The ex-president travels to exotic Calgary, Alberta March 17th in what is threatened to be the first of ten speeches this year. Bush crony, Bush Library director and ex-Commerce Secretary Don Evans warns Bush “has to earn a living,” despite his pension, Bush his ‘n her book deals and the remains of his dubious baseball fortune, so we can look forward to more of this.
We must brace ourselves for the inevitable Moonie-funded-through-exotic-passthroughs events which are sure to come.
The Boston Globe’s Pulitzer Prize winning arts critic Mark Feeney has solved the Presidential Library/Pharaoh-ization problem: Make Obama go first!
It’s a position our first African-American President has been in many times before, and why not round out Black History Month by renouncing the building of his all but inevitable Presidential Library?
I agree with almost everything Feeney says about these places – the terrible history, bad architecture, and overall waste of these monuments to would-be greatness.

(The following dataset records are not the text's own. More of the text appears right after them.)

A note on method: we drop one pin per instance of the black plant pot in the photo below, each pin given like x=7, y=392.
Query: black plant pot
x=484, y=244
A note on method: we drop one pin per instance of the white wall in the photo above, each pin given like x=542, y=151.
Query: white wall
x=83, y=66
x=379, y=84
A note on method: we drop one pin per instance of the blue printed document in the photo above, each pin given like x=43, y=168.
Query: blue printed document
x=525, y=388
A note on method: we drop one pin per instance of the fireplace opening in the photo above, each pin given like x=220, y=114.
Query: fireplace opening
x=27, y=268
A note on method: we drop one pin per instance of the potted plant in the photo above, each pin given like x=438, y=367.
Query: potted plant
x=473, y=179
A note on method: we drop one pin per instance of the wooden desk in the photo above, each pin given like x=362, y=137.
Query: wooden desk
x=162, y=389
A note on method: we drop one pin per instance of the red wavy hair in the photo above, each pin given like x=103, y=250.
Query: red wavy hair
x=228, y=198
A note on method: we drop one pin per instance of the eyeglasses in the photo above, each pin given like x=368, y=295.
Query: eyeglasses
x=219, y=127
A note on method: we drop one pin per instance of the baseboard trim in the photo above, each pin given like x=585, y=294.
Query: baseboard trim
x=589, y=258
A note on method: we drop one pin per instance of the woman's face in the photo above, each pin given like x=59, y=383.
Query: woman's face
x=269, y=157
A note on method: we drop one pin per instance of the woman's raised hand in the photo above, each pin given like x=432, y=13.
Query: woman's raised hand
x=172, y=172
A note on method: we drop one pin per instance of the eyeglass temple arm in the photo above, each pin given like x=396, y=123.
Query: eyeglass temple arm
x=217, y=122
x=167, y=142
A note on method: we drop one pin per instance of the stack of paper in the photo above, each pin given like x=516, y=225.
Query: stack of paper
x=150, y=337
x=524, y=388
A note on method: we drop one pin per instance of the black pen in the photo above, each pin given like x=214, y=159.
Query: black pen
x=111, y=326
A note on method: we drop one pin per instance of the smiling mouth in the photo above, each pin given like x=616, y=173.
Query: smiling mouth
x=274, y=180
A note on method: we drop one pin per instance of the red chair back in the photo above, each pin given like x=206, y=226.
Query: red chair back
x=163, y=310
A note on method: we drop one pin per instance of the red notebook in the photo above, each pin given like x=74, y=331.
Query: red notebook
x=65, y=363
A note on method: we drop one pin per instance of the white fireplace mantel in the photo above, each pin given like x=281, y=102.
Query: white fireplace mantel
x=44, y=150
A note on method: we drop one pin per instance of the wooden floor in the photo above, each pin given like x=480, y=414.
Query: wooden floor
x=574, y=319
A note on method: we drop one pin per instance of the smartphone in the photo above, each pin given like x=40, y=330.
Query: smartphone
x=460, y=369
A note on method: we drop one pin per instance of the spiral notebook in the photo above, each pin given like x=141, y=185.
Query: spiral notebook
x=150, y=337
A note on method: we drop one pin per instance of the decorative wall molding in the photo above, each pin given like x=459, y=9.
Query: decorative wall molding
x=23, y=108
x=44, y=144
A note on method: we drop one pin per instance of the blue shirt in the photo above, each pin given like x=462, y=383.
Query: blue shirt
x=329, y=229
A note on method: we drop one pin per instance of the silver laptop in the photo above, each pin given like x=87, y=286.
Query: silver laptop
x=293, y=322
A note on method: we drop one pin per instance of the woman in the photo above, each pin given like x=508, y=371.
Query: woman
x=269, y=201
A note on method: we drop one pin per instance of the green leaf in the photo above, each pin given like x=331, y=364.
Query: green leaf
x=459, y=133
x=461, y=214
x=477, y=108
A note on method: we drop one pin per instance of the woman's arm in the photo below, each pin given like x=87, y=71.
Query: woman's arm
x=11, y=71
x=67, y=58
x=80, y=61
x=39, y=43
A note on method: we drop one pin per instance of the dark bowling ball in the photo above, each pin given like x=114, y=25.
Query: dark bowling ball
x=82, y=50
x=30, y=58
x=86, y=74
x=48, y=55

But why start with the new guy? George W. Bush has yet to announce a design, much less break ground – that one could be strangled in its birth. The Carter Library will be is closed most of this year in order to sink another $10 million into the place. And despite Feeney’s claim that the Nixon Library finally got his papers in 2007, they are still building, and the papers are not expected on site until Fall 2009.
The established Presidential Libraries are rotting from within, and could be left to wither. But why does Barack Obama have to be first?